Literary Hollywood

Bruce Wagner

With the Oscars near, we asked Bruce Wagner, author of the upcoming novel I Met Someone (Blue Rider Press, March 1, 2016) and the screenplay for Maps to the Stars (directed by David Cronenberg), about his favorite Hollywood book.

"Jean Stein's West of Eden [Random House, February 2016] is the best, most elegiac so-called Hollywood book I've read in a long, long while--like Weegee's warped, transcendent Tinseltown photographs, it delivers, though it's suffused by a wack Santa Ana lyricism that, while quaintly exotic to an outsider, is tender, melancholy and heartbreaking for those of us who grew up within its borders.
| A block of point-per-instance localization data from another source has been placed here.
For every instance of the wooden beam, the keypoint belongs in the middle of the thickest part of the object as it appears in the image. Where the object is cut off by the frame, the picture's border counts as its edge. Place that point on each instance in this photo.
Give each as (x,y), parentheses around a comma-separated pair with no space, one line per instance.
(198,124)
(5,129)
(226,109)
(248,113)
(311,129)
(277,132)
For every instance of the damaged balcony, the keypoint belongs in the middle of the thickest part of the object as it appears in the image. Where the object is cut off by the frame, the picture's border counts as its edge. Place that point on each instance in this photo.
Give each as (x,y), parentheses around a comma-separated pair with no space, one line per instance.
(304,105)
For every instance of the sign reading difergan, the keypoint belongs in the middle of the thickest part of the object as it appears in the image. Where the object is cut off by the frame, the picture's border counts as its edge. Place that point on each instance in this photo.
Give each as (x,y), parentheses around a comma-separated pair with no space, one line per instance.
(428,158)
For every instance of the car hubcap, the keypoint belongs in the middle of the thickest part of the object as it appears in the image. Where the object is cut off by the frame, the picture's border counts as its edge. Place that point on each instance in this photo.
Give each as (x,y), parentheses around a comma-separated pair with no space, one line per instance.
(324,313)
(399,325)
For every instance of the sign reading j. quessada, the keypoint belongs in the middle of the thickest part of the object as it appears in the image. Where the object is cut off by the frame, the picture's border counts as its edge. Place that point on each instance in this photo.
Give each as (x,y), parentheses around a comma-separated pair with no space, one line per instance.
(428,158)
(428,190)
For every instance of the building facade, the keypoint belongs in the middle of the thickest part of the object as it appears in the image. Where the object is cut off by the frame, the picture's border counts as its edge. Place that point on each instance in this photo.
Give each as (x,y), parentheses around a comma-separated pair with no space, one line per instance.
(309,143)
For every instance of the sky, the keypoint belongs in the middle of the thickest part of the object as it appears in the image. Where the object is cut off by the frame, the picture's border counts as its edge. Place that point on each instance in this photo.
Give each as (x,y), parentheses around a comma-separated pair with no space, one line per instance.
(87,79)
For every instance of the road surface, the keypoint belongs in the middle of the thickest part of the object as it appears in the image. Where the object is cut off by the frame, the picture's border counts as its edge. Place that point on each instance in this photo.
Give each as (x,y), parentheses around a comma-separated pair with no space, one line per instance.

The resulting mosaic is high-lit Dreamtown for real. And yet: a reviewer in the Guardian wrote, "What this bizarre material needs is the transforming touch of a real writer... you can only imagine what James Salter or Richard Yates would have done with the set-up. It could have been so much more." This, of an oral history! Madness. But critics have always lost it when it comes to assessing so-called literary Hollywood. They go goo-goo-ga-ga for Robert Stone's Children of Light and Zeroville but take a righteous p*** on the real thing.

"There's an extraordinary section about a schizophrenic gal whose Bel-Air shrink, Judd Marmor (who I tried to scam when I was in my 20s--another story), hired a roundelay of young men, including artist Ed Moses, to chaperone her at the family hovel on the Pacific Coast Highway. Like any native, I've worshipped at the sacred, scary Church of PCH all my life; if you're from this city, odds are you've had childhood friends who died on that highway (my middle school crush, Lewis Snyder) or known folks who've been crippled while crossing it (Ben Vereen). If you're of a certain age, you bring as much to this book as it brings to you. You can be younger too, and adopt a virtual, collective unconscious mythos-nostalgia--to wit, Lana Del Rey's mystic, soft Santa Ana obsession with Bel-Air, Malibu, Wilshire Boulevard.

"As a reader, you can be the more of 'so much more.' What a concept."